Question

Assume that trees are subjected to different levels of carbon dioxide atmosphere with 8% of the trees in a minimal growth condition at 350 parts per million (ppm), 11% at 440 ppm (slow growth), 48% at 560 ppm (moderate growth), and 33% at 640 ppm (rapid growth). What is the mean and standard deviation of the carbon dioxide atmosphere (in ppm) for these trees?
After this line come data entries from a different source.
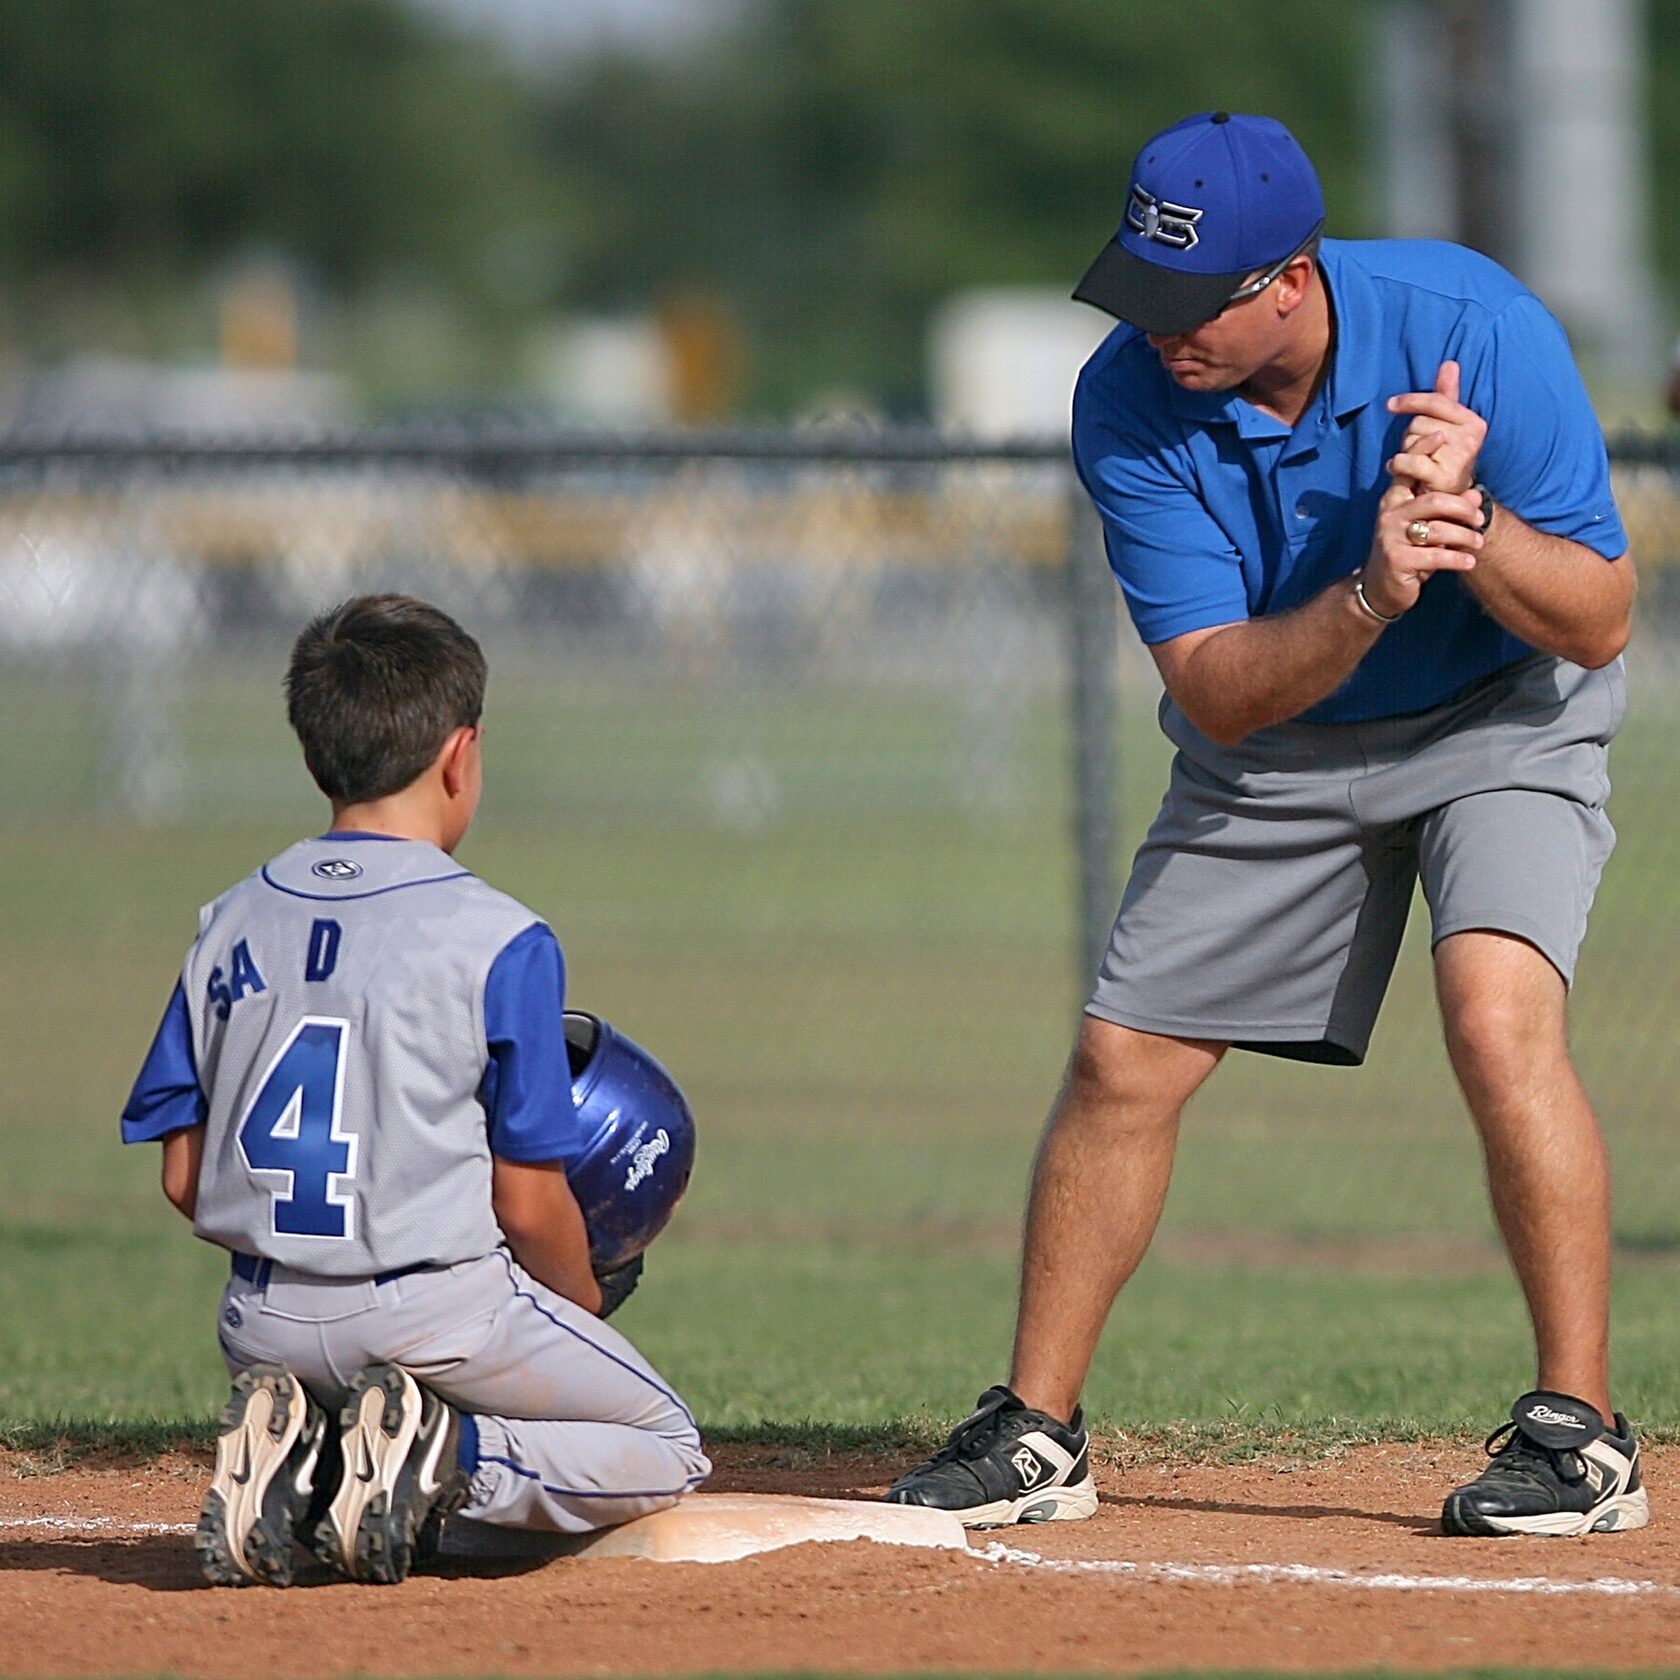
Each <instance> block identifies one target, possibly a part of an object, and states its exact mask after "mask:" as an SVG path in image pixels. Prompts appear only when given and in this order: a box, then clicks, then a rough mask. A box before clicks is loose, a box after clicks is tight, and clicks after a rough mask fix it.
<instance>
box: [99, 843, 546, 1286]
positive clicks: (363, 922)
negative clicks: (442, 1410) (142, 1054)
mask: <svg viewBox="0 0 1680 1680" xmlns="http://www.w3.org/2000/svg"><path fill="white" fill-rule="evenodd" d="M563 984H564V968H563V959H561V954H559V946H558V944H556V941H554V936H553V934H551V932H549V931H548V927H546V926H544V924H543V922H541V921H539V919H538V917H536V916H534V914H533V912H531V911H529V909H526V907H524V906H522V904H519V902H516V900H514V899H511V897H507V895H506V894H502V892H496V890H494V889H492V887H487V885H486V884H484V882H482V880H479V879H477V877H475V875H472V874H470V872H469V870H465V869H462V867H460V865H459V864H455V862H454V860H452V858H450V857H449V855H447V853H444V852H440V850H438V848H437V847H432V845H427V843H425V842H420V840H385V838H376V837H366V835H365V837H354V838H349V837H326V838H321V840H304V842H301V843H299V845H294V847H292V848H291V850H287V852H284V853H281V857H277V858H274V860H272V862H270V864H265V865H264V867H262V869H260V870H257V872H255V874H254V875H249V877H247V879H245V880H242V882H239V885H235V887H232V889H230V890H228V892H225V894H222V897H218V899H217V900H215V902H213V904H210V906H207V907H205V909H203V911H202V912H200V931H198V939H197V941H195V944H193V948H192V951H190V953H188V956H186V963H185V966H183V969H181V983H180V988H178V1000H176V1001H175V1003H171V1011H170V1015H168V1016H166V1018H165V1025H163V1028H161V1030H160V1043H158V1045H155V1047H153V1057H151V1058H148V1068H146V1072H143V1074H141V1082H139V1085H136V1094H134V1099H131V1104H129V1110H128V1112H126V1114H124V1136H128V1137H129V1139H131V1141H141V1139H146V1137H156V1136H161V1134H163V1132H165V1131H168V1129H173V1126H180V1124H195V1122H197V1121H200V1119H202V1121H203V1122H205V1126H207V1134H205V1149H203V1168H202V1173H200V1179H198V1206H197V1230H198V1235H200V1236H205V1238H208V1240H210V1242H215V1243H220V1245H222V1247H225V1248H232V1250H235V1252H239V1253H247V1255H255V1257H260V1258H267V1260H277V1262H281V1263H284V1265H287V1267H292V1268H296V1270H301V1272H309V1273H314V1275H318V1277H375V1275H378V1273H383V1272H391V1270H398V1268H405V1267H413V1265H450V1263H454V1262H457V1260H472V1258H477V1257H480V1255H486V1253H489V1252H491V1250H492V1248H496V1247H497V1245H499V1242H501V1231H499V1230H497V1226H496V1218H494V1215H492V1211H491V1154H492V1151H494V1152H496V1154H501V1156H506V1158H509V1159H517V1161H548V1159H564V1158H570V1156H573V1154H575V1152H576V1146H578V1139H576V1110H575V1107H573V1102H571V1082H570V1074H568V1068H566V1050H564V1033H563V1028H561V1013H559V1011H561V1003H563ZM171 1016H175V1020H173V1021H171ZM183 1026H185V1038H186V1045H185V1047H181V1045H180V1043H176V1045H175V1047H173V1048H175V1053H173V1055H171V1053H170V1048H171V1047H170V1045H168V1043H166V1040H170V1038H175V1040H180V1038H181V1037H183ZM181 1048H185V1050H186V1052H188V1058H190V1068H192V1089H186V1080H185V1077H183V1074H185V1070H183V1068H181V1055H180V1050H181ZM156 1063H161V1065H156ZM171 1099H173V1100H171ZM183 1099H186V1100H183Z"/></svg>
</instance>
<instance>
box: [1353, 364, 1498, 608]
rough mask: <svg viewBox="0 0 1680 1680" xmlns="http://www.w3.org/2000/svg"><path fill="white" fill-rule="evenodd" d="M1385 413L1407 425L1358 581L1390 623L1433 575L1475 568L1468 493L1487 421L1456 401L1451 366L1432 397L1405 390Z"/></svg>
mask: <svg viewBox="0 0 1680 1680" xmlns="http://www.w3.org/2000/svg"><path fill="white" fill-rule="evenodd" d="M1388 407H1389V413H1403V415H1413V420H1411V425H1408V427H1406V435H1404V438H1403V440H1401V445H1399V454H1398V455H1394V457H1393V459H1391V460H1389V462H1388V474H1389V487H1388V489H1386V491H1384V492H1383V501H1381V502H1379V504H1378V517H1376V531H1374V534H1373V538H1371V554H1369V558H1368V559H1366V564H1364V580H1362V581H1364V595H1366V600H1368V601H1369V603H1371V606H1373V608H1374V610H1376V612H1379V613H1383V615H1386V617H1391V615H1396V613H1403V612H1406V610H1408V608H1411V606H1415V605H1416V601H1418V591H1420V590H1421V588H1423V585H1425V581H1426V580H1428V578H1430V576H1433V575H1435V573H1436V571H1470V570H1472V568H1473V566H1475V559H1477V553H1478V551H1480V548H1482V541H1483V539H1482V533H1480V531H1478V529H1477V526H1480V522H1482V492H1480V491H1477V489H1472V486H1473V482H1475V464H1477V457H1478V455H1480V454H1482V442H1483V438H1485V437H1487V422H1485V420H1483V418H1482V417H1480V415H1478V413H1475V412H1473V410H1470V408H1465V405H1463V403H1462V402H1460V400H1458V363H1457V361H1443V363H1441V368H1440V371H1438V373H1436V375H1435V390H1433V391H1406V393H1403V395H1401V396H1391V398H1389V400H1388ZM1420 534H1421V541H1420Z"/></svg>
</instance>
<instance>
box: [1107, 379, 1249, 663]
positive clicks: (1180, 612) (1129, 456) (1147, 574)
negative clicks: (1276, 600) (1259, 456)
mask: <svg viewBox="0 0 1680 1680" xmlns="http://www.w3.org/2000/svg"><path fill="white" fill-rule="evenodd" d="M1110 366H1112V365H1110ZM1089 373H1090V370H1089V368H1087V373H1085V375H1082V376H1080V381H1079V386H1077V388H1075V391H1074V465H1075V467H1077V470H1079V477H1080V482H1082V484H1084V486H1085V489H1087V491H1089V492H1090V499H1092V501H1094V502H1095V504H1097V512H1100V514H1102V534H1104V541H1105V544H1107V551H1109V566H1110V568H1112V570H1114V576H1116V578H1117V580H1119V585H1121V590H1122V593H1124V595H1126V608H1127V612H1129V613H1131V615H1132V623H1134V625H1137V633H1139V635H1141V637H1142V638H1144V642H1147V643H1156V642H1169V640H1171V638H1173V637H1176V635H1184V633H1186V632H1189V630H1208V628H1211V627H1213V625H1230V623H1240V622H1242V620H1245V618H1248V617H1250V613H1248V588H1247V583H1245V580H1243V559H1242V554H1240V553H1238V549H1236V546H1235V544H1233V543H1231V541H1230V538H1228V536H1226V534H1225V531H1223V529H1221V528H1220V524H1218V521H1216V519H1215V517H1213V516H1211V514H1210V512H1208V509H1206V506H1205V504H1203V501H1201V497H1200V496H1198V492H1196V486H1194V482H1193V479H1191V475H1189V462H1188V459H1186V457H1184V452H1183V450H1181V449H1179V447H1176V445H1173V442H1171V440H1169V438H1163V437H1152V435H1151V433H1149V432H1147V428H1144V427H1141V425H1136V423H1129V422H1127V417H1122V415H1121V413H1119V412H1117V410H1116V407H1114V403H1112V400H1109V398H1105V396H1102V395H1099V393H1097V391H1095V388H1094V383H1092V381H1090V378H1089ZM1110 376H1112V375H1110Z"/></svg>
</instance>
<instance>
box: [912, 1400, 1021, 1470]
mask: <svg viewBox="0 0 1680 1680" xmlns="http://www.w3.org/2000/svg"><path fill="white" fill-rule="evenodd" d="M1020 1410H1023V1408H1021V1403H1020V1401H1018V1399H1016V1398H1015V1396H1013V1394H1011V1393H1010V1391H1008V1389H1006V1388H996V1389H990V1391H988V1393H984V1394H983V1396H981V1399H979V1404H978V1406H976V1408H974V1410H973V1411H971V1413H969V1415H968V1416H966V1418H964V1420H963V1421H961V1423H959V1425H958V1426H956V1428H954V1430H953V1431H951V1435H949V1438H948V1440H946V1443H944V1446H941V1448H939V1452H936V1453H934V1455H932V1458H929V1460H927V1463H929V1465H946V1463H954V1462H956V1460H963V1458H984V1457H986V1453H990V1452H991V1448H993V1445H995V1443H996V1440H998V1435H1000V1433H1001V1431H1003V1426H1005V1425H1006V1423H1008V1418H1006V1416H1003V1413H1008V1411H1020Z"/></svg>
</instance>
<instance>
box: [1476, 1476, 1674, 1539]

The mean is ppm. [Round your answer to one decimal place (e.g. 98.7).] The standard deviation is ppm. [Round your answer to two decimal places (e.g. 98.76).]

Answer 1

Answer: The mean is 556.4 ppm.

The standard deviation is 84.92 ppm.

Step-by-step explanation:

Let X denotes the concentration of carbon (ppm) .

Given :  

X             p(x)

350        0.08

440        0.11

560        0.48

640         0.33

The mean(expected value)  is given by :-

$E[x]=\sum x p(x)$

$\Rightarrow\ E[x]=(350)(0.08)+(440)(0.11)+(560)(0.48)+(640)(0.33)=556.4$

Hence, the mean is 556.4 ppm.

Now, $E[x^2]=\sum x^2 p(x)$

$\Rightarrow\ E[x]=(350)^2(0.08)+(440)^2(0.11)+(560)^2(0.48)+(640)^2(0.33)=316792$

$\text{Var(x)}=E[x^2]-[E[x]]^2\\\\=316792-556.4^2\\\\=316792-309580.96=7211.04$

Standard deviation: $\sigma=\sqrt{7211.04}=84.9178426481\approx84.92$

Hence, The standard deviation is 84.92 ppm.